Em julgamento no Tribunal de Justiça do Distrito Federal e dos Territórios (TJDFT), na quarta-feira (8) a Justiça determinou que cabe ao usuário responsável pelo perfil que praticou a ofensa, e não ao Facebook, a publicação da resposta do ofendido. Mas a Justiça não obrigou os veiculadores do vídeo falso a publicar uma resposta de Wyllys.

O Judiciário também determinou que não há obrigação de remoção de conteúdo futuro sem que seja indicada uma URL específica (o endereço de um site, que aparece na barra do navegador). Assim, o pedido de direito de resposta foi negado, mas cabe recurso. “Se confirmado, como foi noticiado, que foi favorável ao recurso do Facebook, recorreremos”, diz Wyllys. O que a Justiça entende até agora é que as redes sociais são meios diferentes de veículos noticiosos como revistas, jornais, portais ou blogs.

O caso merece mais atenção com a proximidade da campanha eleitoral de 2018. As redes sociais são um espaço de informação e de guerra ideológica, que conta com a atuação de robôs para realizarem propaganda computacional em perfis falsos. A disseminação de fake news nos Estados Unidos, na França e em outros processos democráticos acendeu um sinal vermelho para os governos.

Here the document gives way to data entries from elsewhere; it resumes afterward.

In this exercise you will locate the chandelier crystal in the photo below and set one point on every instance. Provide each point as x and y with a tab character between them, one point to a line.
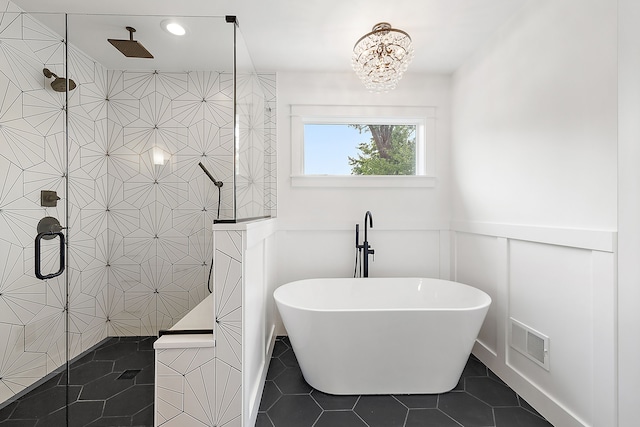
381	57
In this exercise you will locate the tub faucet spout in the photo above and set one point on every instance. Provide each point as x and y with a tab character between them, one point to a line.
364	247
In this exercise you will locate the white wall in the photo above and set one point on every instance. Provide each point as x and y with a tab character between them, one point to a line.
628	210
533	157
534	121
317	236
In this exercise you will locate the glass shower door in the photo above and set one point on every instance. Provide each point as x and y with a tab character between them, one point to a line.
33	219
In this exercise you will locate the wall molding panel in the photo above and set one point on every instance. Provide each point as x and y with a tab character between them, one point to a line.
534	278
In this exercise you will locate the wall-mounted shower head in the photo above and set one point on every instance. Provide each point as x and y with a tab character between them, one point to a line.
215	182
59	84
130	48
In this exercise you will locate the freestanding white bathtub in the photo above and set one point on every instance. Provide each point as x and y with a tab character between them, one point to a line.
382	335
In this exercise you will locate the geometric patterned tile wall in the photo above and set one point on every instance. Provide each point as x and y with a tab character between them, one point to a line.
185	390
33	157
228	326
139	232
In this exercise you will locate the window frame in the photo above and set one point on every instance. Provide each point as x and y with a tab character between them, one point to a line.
424	118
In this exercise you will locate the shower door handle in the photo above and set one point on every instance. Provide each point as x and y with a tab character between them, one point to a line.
39	237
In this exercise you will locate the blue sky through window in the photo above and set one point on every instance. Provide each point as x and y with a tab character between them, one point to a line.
327	148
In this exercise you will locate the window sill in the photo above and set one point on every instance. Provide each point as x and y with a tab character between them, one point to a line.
380	181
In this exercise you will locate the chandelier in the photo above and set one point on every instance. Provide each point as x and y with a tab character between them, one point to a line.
381	57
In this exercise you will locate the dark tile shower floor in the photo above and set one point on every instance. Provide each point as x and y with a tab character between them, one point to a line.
480	399
109	386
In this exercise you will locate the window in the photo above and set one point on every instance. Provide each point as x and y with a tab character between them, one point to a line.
362	146
360	149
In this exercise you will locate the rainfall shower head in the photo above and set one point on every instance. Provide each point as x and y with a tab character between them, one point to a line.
131	48
60	83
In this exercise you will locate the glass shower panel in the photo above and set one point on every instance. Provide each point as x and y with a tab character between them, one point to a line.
251	173
33	158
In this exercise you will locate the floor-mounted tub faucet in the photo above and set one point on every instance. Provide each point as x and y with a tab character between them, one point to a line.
364	247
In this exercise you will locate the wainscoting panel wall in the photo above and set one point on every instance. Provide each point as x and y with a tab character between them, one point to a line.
560	287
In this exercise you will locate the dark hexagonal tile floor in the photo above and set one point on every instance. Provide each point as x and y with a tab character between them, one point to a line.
97	397
479	399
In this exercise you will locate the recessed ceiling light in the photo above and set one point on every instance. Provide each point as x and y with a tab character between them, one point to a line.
174	28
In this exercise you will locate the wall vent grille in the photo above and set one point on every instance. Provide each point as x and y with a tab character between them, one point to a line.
530	343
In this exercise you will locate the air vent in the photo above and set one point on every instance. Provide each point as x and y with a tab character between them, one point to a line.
530	343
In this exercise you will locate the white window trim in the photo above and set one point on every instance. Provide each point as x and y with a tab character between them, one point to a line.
423	117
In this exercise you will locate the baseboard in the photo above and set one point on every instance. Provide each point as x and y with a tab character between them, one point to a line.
256	396
545	404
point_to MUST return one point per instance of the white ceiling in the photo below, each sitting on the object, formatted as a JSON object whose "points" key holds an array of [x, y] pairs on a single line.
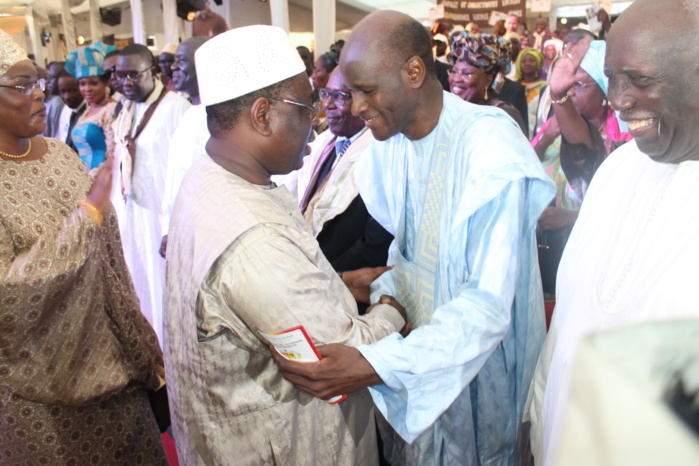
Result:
{"points": [[418, 9]]}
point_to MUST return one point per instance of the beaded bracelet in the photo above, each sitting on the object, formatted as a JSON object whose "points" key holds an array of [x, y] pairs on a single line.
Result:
{"points": [[92, 211]]}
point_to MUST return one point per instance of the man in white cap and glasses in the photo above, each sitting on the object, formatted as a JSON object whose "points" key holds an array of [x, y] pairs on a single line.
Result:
{"points": [[240, 258]]}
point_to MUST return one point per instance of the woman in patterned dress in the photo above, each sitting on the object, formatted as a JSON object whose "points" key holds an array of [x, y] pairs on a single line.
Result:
{"points": [[76, 355]]}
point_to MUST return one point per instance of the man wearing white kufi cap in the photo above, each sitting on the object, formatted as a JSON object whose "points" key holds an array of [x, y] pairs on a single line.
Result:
{"points": [[240, 258]]}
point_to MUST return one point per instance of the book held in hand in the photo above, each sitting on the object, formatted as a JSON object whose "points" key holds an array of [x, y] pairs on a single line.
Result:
{"points": [[295, 344]]}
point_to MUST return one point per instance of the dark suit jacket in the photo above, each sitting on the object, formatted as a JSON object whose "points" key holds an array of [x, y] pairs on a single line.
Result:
{"points": [[353, 239]]}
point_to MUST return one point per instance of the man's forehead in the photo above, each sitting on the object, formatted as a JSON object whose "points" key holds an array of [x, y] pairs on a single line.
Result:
{"points": [[67, 81], [131, 62], [184, 50]]}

Diante da imensurável influência que elas tiveram na eleição de Donald Trump, o governo brasileiro busca se preparar para o ano que vem.

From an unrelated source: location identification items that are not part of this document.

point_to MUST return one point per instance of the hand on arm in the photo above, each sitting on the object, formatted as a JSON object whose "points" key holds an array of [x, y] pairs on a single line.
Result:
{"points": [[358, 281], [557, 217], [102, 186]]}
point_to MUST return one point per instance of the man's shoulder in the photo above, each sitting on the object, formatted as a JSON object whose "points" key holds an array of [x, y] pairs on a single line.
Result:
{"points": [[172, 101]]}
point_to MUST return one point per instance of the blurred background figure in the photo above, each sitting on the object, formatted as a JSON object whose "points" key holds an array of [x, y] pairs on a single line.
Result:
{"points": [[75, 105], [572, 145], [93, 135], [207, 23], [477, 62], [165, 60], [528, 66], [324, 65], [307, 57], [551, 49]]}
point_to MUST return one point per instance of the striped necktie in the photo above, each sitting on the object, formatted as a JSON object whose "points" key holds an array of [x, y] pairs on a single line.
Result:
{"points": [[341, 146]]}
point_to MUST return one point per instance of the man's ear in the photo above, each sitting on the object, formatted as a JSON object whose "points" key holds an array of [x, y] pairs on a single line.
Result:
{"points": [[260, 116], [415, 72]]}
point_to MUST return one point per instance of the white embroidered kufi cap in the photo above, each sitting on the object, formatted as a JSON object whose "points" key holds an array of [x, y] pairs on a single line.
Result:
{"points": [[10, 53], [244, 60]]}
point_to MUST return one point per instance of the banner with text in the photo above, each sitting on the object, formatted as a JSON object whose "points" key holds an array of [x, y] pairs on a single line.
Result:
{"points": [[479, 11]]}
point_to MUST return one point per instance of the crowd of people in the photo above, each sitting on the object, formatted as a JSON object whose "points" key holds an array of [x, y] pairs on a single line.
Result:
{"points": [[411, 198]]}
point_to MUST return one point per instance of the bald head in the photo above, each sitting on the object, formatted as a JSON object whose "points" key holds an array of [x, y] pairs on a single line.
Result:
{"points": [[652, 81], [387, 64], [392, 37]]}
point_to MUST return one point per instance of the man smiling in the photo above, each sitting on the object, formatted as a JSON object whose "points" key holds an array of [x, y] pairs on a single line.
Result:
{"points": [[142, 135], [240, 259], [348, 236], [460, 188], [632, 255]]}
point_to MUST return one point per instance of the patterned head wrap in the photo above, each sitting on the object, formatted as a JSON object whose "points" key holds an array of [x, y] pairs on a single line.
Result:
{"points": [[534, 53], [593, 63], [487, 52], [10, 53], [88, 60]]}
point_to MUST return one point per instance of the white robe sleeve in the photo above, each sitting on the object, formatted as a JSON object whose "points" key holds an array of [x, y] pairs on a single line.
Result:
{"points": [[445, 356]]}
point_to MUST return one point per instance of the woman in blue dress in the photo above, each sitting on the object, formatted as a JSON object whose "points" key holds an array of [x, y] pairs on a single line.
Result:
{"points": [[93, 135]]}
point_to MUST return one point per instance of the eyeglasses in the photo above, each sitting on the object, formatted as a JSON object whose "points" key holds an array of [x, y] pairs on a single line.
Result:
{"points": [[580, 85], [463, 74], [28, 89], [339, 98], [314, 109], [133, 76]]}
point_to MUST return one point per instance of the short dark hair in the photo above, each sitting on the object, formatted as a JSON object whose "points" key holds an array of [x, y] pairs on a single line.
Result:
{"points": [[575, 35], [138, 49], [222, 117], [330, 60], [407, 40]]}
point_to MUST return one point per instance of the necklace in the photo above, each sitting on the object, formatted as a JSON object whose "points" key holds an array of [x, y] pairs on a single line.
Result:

O Tribunal Superior Eleitoral (TSE) e o Ministério da Defesa criaram um grupo de trabalho para estudar o combate a crimes cibernéticos. O Exército e a Agência Brasileira de Inteligência (Abin) poderão entrar no time e atuar no monitoramento de notícias falsas. O ministro Gilmar Mendes, presidente do TSE, afirma que setores de inteligência no governo dispõem de informações sobre atividades criminosas na internet. O anúncio gerou repúdio em parte da sociedade civil, que teme a vigilância e a intervenção do governo em um ambiente sem caracterizações claras. As dúvidas se acumulam. O que o deputado Éder Mauro publicou em seu perfil pode ser considerado notícia falsa? Se for, o Exército poderia fazer algo a respeito? Quem compartilha um conteúdo ofensivo, mas não o produz, também responde pelo crime? Como o governo entenderá o que é uma expressão humorística ou uma ofensa? São conceitos subjetivos que não podem estar atrelados a decisões aceleradas para evitar a propagação de conteúdo inverídico.

As empresas de tecnologia já tentam barrar, por meio de algoritmos, a disseminação de fake news, mas nenhum sistema estará imune até o ano que vem. Por enquanto, um dos imperativos é que o autor da publicação (mesmo que seja um político que não editou o vídeo, mas compartilhou) tenha responsabilidade pelos danos morais ao ofendido – caso este acione a Justiça. Do lado do usuário, há a possibilidade de denunciar um conteúdo falso e, vale lembrar, as determinações judiciais precisam conter a URL específica com o material falso, para que o conteúdo certo sai do ar.